WRITING CONCLUSIONS
For a long
research paper, conclusions really count.
·
They
sum up what you’ve covered in the paper—restating the major points, reviewing
the major connections or points of comparison between your topics.
·
They
restate your thesis—but now in a much more final, definitive form than the
tentative one that you proposed in your introduction.
e.g., in
the intro: Can it be demonstrated that proprietary technical schools are inferior
to community colleges in their ability to provide successful, high quality
training that leads to good jobs? (Introductions often provide their thesis
in the form of a question.)
Or
This paper will examine the
relative merits of proprietary technical schools and community colleges,
focusing on their ability to transition their graduates into good jobs.
(Here, the
thesis is in the form of a statement)
Vs.:
Technical schools cannot deliver the same
level of high quality training as community colleges, and they rarely follow
through on their promises of getting graduates the good jobs that will allow
their students to pay off the large debt load that they’ve accumulated.
(Here, the thesis comes in a clear and
definitive final statement.)
BUT THAT’S
NOT ALL THEY DO.
·
They
can bring your paper full circle, returning to your opening anecdote, lead-in
self-disclosure, or however else you opened the paper—and finish the story.

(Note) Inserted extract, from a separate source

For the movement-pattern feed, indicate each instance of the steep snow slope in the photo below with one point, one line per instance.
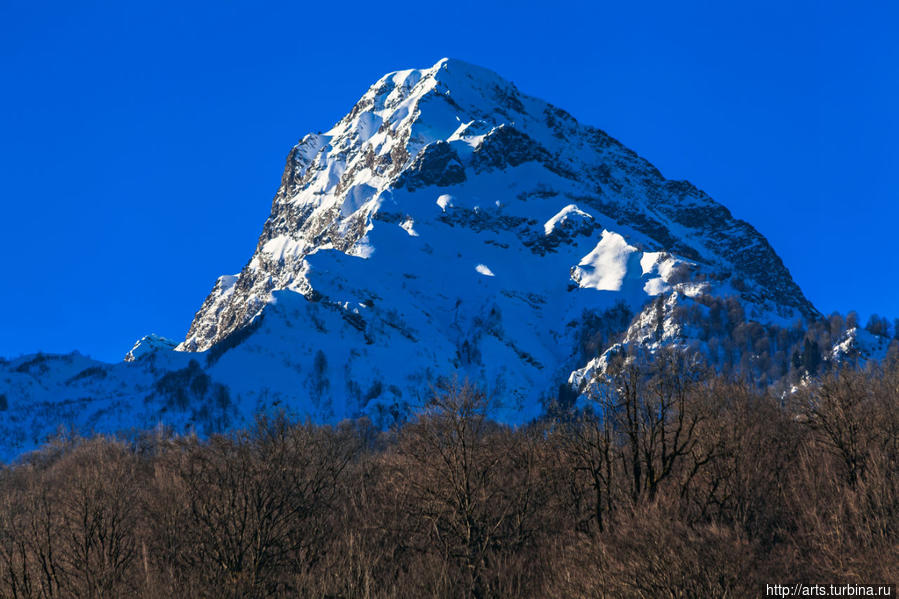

(e.g., you can come back to your own story about why you decided to become a
teacher, and now use the results of your research to reaffirm your commitment
to take that path—to make a difference)
·
They
can look to the future, speculate on alternative visions of how things
could be.
·
They
can extend your discussion from the immediate topic at hand to larger
issues (e.g., larger issues related to
our society’s refusal to invest long-term in education; larger implications of
our society’s refusal to ignore the nutritional needs of its children), taking
it to a higher level, meditating on the ethical or deeper social issues
involved.
·
They
can apply the fruits of your research to other relevant areas (e.g., how
the positive elements of home schooling or of charter schools can be applied to
the mainstream school system, and how this could improve that system; or how
the lessons learned from the failure of drug education could be applied to sex
education or other similar curricula)
·
They
can pose questions for the reader, returning the ball to the reader’s
court—thought-provoking, difficult questions that must be pondered and
meditated on, for which there are no easy answers.
·
They
can provide a final quote that seems to embody what you have learned
from your project, a quote that works to draw the various strands of your paper
together.
The
III. Conclusion
A. Summary/Restatement of Thesis (i.e., the
first set
of
bullet points above)
B. Lead-Out
(one or more of the second set of bullet
points)
As you can see, the Conclusion is
thus a “mirror-image” of the Introduction—where you opened with a “lead-in,”
then moved on to indicate the thesis and major topics to be covered.
Your opening thus draws the reader
into your paper, and your closing leads them out.